What catches your imagination? Detail image of a dressing table, RISD museum. Photo by Meg Winikates, 2015.

What catches your imagination? Detail image of a dressing table, RISD museum. Photo by Meg Winikates, 2015.

Museums are used to being perceived as authorities, to having this role as expert, as treasure vault, as teacher. Letting go of that kind of control is a little nerve-wracking (see all the drama in the last few years over crowd-sourced exhibits and participatory events and people quitting over ‘the death of real curation,’ etc.), and it’s hard.  Maybe museums are not all natural storytellers. It’s probably easier for some museums than others, and some of us might think we’re telling great stories, when we’re actually that guy in the corner of the party who’s as compelling as six-day-old dry toast. (See the aforementioned ‘nothing.’)

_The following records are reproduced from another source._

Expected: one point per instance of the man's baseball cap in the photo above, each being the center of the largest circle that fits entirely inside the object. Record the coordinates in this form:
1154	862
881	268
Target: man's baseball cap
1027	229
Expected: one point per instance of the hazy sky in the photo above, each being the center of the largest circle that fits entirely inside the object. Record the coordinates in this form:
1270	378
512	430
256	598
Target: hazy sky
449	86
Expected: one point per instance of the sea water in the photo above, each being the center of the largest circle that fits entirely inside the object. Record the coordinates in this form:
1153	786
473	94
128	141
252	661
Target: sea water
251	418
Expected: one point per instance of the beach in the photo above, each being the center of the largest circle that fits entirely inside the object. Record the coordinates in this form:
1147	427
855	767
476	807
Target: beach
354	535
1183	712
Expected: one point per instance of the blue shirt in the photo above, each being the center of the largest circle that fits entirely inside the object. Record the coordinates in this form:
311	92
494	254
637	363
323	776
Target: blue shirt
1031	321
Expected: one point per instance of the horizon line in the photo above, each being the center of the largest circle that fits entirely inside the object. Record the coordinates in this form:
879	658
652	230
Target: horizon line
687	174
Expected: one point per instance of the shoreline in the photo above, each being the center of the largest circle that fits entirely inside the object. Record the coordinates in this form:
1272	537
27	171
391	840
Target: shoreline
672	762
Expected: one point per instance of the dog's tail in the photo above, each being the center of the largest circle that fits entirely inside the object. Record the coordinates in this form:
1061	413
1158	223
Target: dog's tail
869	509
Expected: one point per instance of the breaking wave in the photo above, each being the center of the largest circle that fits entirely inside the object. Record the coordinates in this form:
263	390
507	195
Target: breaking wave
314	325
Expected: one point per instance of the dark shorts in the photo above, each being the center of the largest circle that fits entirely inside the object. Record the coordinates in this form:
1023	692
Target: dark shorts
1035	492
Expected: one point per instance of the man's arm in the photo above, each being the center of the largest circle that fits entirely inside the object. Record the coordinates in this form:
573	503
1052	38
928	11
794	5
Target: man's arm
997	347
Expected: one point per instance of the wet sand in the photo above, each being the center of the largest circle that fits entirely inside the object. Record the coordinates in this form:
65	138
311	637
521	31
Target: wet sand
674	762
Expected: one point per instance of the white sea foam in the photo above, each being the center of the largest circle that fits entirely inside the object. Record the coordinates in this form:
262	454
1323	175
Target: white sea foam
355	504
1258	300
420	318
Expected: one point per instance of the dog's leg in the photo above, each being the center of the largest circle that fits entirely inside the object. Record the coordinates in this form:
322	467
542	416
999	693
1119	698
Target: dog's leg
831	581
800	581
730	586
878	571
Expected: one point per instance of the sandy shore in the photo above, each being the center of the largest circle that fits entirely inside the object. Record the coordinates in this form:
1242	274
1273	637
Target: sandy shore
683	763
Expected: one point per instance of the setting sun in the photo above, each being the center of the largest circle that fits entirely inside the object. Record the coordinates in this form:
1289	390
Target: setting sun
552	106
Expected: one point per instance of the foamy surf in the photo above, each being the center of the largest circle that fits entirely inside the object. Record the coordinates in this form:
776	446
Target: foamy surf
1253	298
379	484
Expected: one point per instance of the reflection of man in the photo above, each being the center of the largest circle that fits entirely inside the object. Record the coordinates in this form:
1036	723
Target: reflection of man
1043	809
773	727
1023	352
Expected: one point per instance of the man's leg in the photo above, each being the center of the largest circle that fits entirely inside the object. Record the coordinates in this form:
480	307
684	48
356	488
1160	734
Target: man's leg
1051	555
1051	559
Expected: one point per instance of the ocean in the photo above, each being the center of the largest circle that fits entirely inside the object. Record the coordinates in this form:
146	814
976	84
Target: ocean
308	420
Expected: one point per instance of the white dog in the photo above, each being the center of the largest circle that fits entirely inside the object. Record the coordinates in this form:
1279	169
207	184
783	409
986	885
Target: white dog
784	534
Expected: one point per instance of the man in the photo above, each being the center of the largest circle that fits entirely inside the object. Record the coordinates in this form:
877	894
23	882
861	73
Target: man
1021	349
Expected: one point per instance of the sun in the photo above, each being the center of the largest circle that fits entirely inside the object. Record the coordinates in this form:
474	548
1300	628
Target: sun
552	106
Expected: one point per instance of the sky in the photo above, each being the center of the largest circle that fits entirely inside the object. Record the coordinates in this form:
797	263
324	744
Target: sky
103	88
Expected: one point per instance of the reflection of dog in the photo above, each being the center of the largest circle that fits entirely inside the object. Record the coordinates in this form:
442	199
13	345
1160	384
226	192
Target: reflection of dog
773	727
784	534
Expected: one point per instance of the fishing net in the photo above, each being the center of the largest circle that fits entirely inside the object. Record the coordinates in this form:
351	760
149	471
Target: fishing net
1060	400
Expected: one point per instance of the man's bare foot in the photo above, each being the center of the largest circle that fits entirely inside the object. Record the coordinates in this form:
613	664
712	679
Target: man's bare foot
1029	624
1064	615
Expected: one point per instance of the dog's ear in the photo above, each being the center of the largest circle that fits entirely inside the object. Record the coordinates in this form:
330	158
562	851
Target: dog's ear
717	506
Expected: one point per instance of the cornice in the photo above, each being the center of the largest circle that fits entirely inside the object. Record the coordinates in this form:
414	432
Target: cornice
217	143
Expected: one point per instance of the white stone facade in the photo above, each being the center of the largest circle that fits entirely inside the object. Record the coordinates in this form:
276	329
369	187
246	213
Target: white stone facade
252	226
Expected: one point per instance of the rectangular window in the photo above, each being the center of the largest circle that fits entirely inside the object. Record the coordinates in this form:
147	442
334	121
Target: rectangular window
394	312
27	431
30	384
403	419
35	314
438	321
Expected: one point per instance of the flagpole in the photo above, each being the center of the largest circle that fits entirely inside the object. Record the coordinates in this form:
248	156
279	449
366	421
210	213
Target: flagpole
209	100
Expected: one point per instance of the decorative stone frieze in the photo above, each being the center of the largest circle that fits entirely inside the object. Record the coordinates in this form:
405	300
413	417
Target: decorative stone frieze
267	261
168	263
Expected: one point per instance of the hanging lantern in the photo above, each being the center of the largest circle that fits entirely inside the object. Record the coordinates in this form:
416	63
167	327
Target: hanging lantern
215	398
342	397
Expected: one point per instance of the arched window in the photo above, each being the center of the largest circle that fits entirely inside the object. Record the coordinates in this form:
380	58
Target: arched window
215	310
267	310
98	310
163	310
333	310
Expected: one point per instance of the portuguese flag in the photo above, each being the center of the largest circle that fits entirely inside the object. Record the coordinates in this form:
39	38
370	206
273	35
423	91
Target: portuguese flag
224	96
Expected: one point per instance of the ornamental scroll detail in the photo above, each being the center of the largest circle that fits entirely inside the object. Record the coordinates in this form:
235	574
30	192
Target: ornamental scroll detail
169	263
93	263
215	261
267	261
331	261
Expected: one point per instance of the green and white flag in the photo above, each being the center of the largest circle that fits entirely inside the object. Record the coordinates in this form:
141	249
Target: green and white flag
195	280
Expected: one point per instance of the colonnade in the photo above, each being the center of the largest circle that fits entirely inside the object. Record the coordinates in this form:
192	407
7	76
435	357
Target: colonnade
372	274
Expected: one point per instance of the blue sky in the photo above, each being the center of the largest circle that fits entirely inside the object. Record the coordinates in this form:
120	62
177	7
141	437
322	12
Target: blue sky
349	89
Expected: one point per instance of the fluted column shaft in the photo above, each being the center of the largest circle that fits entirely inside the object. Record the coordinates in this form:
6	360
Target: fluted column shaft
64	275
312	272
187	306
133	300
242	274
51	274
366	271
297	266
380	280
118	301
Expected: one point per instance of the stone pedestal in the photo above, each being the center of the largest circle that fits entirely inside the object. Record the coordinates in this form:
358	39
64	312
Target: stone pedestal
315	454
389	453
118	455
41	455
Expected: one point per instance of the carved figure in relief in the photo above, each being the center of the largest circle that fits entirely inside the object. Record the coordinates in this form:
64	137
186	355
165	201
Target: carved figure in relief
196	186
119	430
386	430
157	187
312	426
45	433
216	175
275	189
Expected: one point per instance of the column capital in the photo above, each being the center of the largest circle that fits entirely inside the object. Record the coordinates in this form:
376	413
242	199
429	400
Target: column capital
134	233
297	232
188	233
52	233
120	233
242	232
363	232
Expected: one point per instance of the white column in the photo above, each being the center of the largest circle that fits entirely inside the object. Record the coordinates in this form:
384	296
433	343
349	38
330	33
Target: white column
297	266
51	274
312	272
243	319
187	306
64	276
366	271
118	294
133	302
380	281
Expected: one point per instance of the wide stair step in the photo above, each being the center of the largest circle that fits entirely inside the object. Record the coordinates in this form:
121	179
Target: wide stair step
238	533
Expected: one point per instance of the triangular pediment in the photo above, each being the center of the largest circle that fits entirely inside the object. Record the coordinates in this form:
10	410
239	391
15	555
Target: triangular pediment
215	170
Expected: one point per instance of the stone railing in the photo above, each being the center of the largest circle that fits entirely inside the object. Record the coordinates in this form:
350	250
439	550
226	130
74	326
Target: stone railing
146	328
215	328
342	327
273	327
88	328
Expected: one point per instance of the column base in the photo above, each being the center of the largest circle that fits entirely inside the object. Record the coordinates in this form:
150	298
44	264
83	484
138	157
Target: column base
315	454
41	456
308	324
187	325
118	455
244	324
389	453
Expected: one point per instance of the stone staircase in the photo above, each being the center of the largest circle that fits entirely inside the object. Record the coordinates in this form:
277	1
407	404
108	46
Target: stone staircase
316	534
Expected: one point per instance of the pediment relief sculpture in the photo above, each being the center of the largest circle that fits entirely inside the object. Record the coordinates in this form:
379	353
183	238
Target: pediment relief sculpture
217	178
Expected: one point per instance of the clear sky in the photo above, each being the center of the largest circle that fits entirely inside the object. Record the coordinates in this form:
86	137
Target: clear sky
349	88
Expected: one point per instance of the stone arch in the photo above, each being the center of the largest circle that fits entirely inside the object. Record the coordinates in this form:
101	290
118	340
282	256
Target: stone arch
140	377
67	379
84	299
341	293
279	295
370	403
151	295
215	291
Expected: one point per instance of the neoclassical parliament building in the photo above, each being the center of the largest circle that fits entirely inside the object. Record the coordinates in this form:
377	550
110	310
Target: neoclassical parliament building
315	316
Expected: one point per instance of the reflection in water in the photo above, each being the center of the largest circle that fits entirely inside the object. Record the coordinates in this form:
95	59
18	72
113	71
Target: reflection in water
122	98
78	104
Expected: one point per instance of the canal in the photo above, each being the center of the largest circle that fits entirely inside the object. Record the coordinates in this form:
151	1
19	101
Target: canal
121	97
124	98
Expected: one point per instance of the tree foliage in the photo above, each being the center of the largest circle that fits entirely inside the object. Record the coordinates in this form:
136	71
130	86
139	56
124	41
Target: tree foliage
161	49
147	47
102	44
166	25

Let’s not be toast.  Let’s be a taco buffet, with lots of options for our guests to choose among; soft or hard-shelled, full of protein or mostly toppings, spicy or mild, simple or complex as individual taste demands. Everyone ends up with something that the host can recognize as a taco (exhibit message), and no one goes away hungry (bored). Offer a bounty of stories with lots of ways to get at them (interactives, tours, audio, visuals, touch points, story books, creative response invitations) and enjoy the various voices and viewpoints that result. Make it a potluck taco buffet and invite other tastes/voices in.  In the 21st century, fewer and fewer people want the voice from on high dictating the one story, so let’s tell lots of them instead.